Common epigenetic alterations and their status in paediatric astrocytoma (pA).

Epigenetic alteration	Status	Pathogenesis on pA
DNMT	Upregulated through hypomethylation	Acts synergistically with EZH2 and promotes tumour progression 49 , 119
EMP3	Promoter‐associated hypermethylation	Impaired tumour suppression 120
EZH2	Automethylation	Inhibits the activity of PRC2 leading to higher level of histone methyltransferase activity 121
H3	Acetylation, hyper/hypomethylation	Leads to extremely poor OS by conferring drug resistance and radiation resistance 114
HDAC	Upregulated through hypomethylation	Leads to increased cell survival and metastasis 122
JARID1C (KDMC5)	Hypomethylated	Promotes tumour progression and activation of oncogenes 123
LSD1	Upregulated through hypermethylation	Increased proliferation and metastasis 124
NF1	Biallelic gene inactivation through methylation	Mutations inactivate TSC complex and fails to inactivate mTOR pathway 83
PRC2	Hypermethylated	Altered repressive histone modifications, chromatin alterations, downregulation of gene expression and impairs cell identity 125 , 126
RANK	Hypermethylated	Impaired immune response 127
SLIT2	Hypomethylated	Increased malignant progression and correlated with poor survival and immunosuppression

Abbreviations: DNMT, DNA methyl transferase; EMP3, epithelial membrane protein 3; HDAC, histone deacetylase; JARID1C/KDMC5I, lysine‐specific demethylase 5C; LSD1, lysine‐specific histone demethylase 1A; NF1, neurofibromatosis type 1; OS, overall survival; PRC2, polycomb‐repressive complex 2; RANK, RANK‐ligand; SLIT2, slit guidance ligand 2; TSC, tuberous sclerosis complex.

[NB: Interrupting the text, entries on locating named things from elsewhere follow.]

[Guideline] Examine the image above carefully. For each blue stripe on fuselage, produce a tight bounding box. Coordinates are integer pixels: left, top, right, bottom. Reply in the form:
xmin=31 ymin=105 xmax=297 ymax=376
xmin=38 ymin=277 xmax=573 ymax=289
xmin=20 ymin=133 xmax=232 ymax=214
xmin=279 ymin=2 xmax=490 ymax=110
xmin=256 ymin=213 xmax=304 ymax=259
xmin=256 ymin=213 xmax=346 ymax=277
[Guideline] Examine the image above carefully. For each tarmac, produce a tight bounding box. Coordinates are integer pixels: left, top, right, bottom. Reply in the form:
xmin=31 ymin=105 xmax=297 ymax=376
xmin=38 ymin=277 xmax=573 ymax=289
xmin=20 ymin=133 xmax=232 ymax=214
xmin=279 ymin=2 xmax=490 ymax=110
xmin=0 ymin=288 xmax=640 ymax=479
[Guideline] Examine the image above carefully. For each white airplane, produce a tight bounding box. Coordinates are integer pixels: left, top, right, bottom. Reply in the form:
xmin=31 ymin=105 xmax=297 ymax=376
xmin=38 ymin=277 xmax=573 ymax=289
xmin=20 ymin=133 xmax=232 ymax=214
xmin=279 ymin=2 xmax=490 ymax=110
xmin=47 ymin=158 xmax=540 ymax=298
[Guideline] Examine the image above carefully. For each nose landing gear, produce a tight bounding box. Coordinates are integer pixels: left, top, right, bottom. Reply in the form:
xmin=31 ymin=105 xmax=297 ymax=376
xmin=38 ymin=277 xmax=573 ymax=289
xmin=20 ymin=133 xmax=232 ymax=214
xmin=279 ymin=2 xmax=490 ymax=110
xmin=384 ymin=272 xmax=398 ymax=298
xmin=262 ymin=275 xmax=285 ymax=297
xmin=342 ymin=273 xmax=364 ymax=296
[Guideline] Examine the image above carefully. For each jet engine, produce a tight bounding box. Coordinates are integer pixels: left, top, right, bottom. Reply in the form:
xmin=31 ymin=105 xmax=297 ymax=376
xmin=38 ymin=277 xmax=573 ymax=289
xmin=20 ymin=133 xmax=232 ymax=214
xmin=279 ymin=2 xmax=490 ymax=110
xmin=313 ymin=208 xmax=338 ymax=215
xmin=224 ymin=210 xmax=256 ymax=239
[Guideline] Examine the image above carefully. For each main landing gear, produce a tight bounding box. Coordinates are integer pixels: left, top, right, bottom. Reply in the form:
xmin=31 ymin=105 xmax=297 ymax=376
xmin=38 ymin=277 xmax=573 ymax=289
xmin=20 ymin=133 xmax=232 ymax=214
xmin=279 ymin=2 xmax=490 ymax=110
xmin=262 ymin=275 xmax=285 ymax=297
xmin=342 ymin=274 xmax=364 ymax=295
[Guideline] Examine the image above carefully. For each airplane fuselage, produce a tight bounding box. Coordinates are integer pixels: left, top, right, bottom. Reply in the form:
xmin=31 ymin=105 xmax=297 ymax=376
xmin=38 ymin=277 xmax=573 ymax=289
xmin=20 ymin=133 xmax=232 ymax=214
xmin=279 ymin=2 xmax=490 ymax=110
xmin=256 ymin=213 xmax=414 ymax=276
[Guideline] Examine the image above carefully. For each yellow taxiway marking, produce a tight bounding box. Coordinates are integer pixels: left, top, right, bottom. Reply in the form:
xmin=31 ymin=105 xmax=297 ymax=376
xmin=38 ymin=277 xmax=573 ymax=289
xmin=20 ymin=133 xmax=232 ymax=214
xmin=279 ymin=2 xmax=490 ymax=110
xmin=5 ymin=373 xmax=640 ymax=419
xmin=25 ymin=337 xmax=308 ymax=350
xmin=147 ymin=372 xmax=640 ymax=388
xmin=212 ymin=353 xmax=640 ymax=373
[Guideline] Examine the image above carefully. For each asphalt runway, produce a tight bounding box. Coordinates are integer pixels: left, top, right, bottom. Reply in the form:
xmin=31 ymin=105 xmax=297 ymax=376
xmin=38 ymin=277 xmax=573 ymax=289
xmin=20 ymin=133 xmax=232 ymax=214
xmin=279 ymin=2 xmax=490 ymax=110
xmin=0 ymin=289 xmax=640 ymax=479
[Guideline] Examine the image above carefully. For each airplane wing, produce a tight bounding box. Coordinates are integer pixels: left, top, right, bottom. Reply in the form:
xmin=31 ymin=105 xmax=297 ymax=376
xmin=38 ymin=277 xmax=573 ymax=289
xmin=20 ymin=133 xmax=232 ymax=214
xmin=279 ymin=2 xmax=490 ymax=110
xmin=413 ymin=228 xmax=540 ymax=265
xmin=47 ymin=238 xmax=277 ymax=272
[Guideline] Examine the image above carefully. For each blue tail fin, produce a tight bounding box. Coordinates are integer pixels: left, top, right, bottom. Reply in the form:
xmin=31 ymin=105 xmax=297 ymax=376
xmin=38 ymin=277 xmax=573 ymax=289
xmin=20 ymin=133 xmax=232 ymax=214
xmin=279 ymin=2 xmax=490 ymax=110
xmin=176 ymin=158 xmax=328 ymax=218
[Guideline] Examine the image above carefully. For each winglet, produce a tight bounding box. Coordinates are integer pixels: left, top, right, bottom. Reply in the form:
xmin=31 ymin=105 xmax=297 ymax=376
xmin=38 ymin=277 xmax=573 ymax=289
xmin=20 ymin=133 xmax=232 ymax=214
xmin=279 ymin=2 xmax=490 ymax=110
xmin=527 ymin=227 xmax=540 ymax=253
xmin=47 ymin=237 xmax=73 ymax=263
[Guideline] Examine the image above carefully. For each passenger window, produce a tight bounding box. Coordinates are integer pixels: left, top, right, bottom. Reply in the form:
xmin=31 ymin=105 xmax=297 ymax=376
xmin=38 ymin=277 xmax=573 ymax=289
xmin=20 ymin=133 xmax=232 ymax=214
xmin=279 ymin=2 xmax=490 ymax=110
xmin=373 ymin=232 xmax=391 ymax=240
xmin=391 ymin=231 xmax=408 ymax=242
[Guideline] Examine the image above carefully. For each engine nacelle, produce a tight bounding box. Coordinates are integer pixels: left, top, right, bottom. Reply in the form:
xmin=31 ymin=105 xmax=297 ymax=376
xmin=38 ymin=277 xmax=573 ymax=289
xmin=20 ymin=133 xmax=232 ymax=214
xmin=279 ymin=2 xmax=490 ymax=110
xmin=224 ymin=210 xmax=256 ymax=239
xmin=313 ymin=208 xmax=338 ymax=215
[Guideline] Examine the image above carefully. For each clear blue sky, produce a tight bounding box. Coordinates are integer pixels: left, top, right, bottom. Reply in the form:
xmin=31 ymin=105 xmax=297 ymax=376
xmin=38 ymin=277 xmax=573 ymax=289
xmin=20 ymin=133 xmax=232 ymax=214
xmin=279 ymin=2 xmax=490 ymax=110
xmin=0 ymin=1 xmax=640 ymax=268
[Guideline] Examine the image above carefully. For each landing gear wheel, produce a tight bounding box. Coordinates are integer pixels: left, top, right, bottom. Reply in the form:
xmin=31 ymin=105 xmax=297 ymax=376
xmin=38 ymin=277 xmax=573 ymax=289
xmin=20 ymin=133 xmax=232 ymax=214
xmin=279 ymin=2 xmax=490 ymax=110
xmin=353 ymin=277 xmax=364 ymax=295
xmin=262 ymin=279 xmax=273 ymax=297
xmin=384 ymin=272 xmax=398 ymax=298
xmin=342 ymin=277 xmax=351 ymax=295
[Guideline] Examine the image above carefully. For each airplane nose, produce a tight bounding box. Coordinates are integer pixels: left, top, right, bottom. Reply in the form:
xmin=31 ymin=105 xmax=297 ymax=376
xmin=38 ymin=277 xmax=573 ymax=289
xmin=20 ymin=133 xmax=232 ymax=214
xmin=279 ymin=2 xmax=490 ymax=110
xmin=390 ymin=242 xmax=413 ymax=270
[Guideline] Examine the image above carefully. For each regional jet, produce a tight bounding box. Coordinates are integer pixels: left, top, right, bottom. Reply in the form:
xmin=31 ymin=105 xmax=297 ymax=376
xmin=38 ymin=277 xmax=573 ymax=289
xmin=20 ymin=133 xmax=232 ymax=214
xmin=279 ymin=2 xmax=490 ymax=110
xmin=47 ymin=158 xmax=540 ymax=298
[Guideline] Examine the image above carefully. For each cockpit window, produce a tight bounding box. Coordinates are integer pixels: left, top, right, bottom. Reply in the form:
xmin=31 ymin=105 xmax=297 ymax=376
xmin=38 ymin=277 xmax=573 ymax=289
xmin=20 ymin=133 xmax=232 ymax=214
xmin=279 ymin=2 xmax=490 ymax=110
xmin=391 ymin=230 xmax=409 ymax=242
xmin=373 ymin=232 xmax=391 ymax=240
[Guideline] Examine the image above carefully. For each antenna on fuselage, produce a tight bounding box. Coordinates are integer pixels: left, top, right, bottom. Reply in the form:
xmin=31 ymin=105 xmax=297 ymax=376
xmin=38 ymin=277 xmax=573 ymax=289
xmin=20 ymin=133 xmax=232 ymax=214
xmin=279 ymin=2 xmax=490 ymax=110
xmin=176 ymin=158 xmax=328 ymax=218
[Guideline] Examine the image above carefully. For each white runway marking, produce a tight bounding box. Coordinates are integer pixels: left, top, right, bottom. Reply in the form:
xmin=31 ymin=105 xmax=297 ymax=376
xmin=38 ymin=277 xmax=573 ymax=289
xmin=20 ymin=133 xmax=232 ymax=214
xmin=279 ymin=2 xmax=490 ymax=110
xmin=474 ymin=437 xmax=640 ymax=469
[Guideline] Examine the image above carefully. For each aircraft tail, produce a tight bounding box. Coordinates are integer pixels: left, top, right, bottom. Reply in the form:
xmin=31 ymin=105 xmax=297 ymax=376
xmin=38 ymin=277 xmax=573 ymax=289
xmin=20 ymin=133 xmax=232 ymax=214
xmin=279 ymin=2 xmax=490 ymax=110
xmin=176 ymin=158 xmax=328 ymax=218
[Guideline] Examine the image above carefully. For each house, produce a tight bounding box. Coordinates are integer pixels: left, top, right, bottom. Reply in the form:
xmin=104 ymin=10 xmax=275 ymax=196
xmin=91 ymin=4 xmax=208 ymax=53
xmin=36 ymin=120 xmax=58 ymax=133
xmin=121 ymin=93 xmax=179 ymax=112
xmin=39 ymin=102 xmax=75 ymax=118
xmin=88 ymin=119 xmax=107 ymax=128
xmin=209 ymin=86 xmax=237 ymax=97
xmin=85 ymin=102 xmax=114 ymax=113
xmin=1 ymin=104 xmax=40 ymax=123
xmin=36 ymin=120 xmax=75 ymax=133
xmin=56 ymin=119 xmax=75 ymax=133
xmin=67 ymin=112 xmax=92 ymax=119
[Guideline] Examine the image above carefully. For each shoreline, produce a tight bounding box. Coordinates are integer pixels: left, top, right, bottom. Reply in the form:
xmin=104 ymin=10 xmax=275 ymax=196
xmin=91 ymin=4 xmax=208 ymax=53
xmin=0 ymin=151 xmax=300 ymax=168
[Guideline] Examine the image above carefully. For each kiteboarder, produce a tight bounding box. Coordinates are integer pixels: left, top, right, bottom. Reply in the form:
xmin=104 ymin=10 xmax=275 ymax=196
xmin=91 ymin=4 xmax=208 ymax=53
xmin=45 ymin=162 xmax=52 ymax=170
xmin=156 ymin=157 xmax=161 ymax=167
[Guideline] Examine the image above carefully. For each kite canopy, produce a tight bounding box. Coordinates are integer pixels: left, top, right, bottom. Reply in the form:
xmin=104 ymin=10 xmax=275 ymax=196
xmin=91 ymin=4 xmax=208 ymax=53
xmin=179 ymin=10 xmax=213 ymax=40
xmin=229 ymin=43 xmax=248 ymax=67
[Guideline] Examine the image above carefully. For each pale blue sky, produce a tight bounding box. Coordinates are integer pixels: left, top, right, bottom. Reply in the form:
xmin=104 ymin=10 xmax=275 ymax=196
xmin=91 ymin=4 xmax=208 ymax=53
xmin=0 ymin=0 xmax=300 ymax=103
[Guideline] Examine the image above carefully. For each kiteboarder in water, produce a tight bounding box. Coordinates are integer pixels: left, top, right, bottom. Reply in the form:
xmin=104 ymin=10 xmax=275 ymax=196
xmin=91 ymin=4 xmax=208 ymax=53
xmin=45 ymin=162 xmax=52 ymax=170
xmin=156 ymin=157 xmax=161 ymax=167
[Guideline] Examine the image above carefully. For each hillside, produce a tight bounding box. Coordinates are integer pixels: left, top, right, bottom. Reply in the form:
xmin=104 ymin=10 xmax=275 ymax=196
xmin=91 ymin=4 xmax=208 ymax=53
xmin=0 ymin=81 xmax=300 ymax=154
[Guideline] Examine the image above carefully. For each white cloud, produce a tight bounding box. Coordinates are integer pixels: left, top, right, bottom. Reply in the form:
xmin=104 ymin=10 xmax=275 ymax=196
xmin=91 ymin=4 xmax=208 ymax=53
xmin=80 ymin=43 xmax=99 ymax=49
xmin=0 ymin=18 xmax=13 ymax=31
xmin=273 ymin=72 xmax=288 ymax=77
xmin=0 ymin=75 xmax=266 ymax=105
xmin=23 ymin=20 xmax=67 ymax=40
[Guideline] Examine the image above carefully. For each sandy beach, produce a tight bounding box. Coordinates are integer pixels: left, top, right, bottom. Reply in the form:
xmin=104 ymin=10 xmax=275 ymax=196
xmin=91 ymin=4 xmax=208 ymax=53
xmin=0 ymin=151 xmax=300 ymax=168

Epigenetic events associated with histone H3 mutations have gained considerable attention regarding their role in tumour initiation, maintenance and progression. Using epigenome‐wide methylation arrays and chromatin immunoprecipitation sequencing (ChIP‐Seq) techniques, common epigenetic alterations identified in pA include activating acetylation mutations of H3 Lys27 (H3K27ac) and H3K9ac, activating methylation mutations of H3K4me3 and H3K4me2, hypermethylation of H3.3 Gly34Arg/Val (H3.3‐G34R/V), which occurs on the histone tail shown to upregulate the expression of oncogene MYCN in pGBM and hyper/hypomethylation of H3.1/3.3‐K27M and H3.3‐ATRX‐DAXX (death‐domain‐associated protein) associated with chromatin remodelling pathways. ¹¹⁴ Interestingly, two of the H3 modifications, Lysine 27 and 36 were found to be central to the neurological location of the tumour with H3K27 mutations observed in tumours found in the thalamus, pons, spinal cord and cerebellum, whereas H3K36 mutations most prevalent in tumours found in the cerebral hemisphere. ¹¹⁵

TP53 differential methylation is another hallmark in pHGG. Studies have shown a pattern where low survival outcomes are linked with an overexpression of P53 even in the absence of TP53 alterations. Upon further investigation into this remarkable feature, it was found that even in the absence of TP53, chromosomal alterations were facilitated by aberrant methylation of chromosome segments located on 17p. This suggested that the differential methylation of genes other than TP53 on the 17p chromosome must be involved in the progression of pA such as in AA. ¹¹⁶ , ¹¹⁷

Some of the other common epigenetic mutations reported in pA consist of those associated with chromatin regulation. In pHGG such as GBM, an oncometabolite, 2‐hydroxy glutarate which accumulates due to the mutation of IDH gene, affects the structure of chromatin by altering epigenetic variables such as histone post‐translational modification and global DNA methylation. This impairment leads to the inhibition of ten‐eleven translocation (TET)‐mediated demethylation leading to hypermethylation in the cells and as a result, a drop in patient survival was observed. ¹¹⁸ Other non‐recurrent epigenetic mutations found in pA include chromodomain helicase DNA‐binding proteins, lysine‐specific demethylase, polycomb repressive complex 2, histone deacetylase 2, histone‐lysine N‐methyltransferase enzyme (EZH2 and SET2), histone demethylase (JARID1C) and H3K4 mono‐methyltransferase (MLL2). ¹¹⁴ In addition, other methylation markers in pA include genes involved in WNT signalling pathway such as secreted frizzled related protein (SFRP) group of proteins, those involved in STAT signalling pathway such as RASSF (Ras association domain family member), those involved in cell migration, proliferation and apoptosis such as slit guidance ligand 2 (SLIT2), epithelial membrane protein 3 (EMP3) and receptor for RANK‐ligand (RANK), respectively. ¹¹³ , ¹¹⁴ , ¹¹⁶

Taking these studies into account and numerous other large‐scale genomic studies on paediatric brain cancers, it is well established that epigenetic changes are key factors that facilitate genetic and molecular regulations that contribute to tumour initiation and progression. These tumour subtypes are highly variable therefore treatment strategies should consider the genetic and epigenetic signature of each of these tumour subtypes in order to produce effective therapeutics.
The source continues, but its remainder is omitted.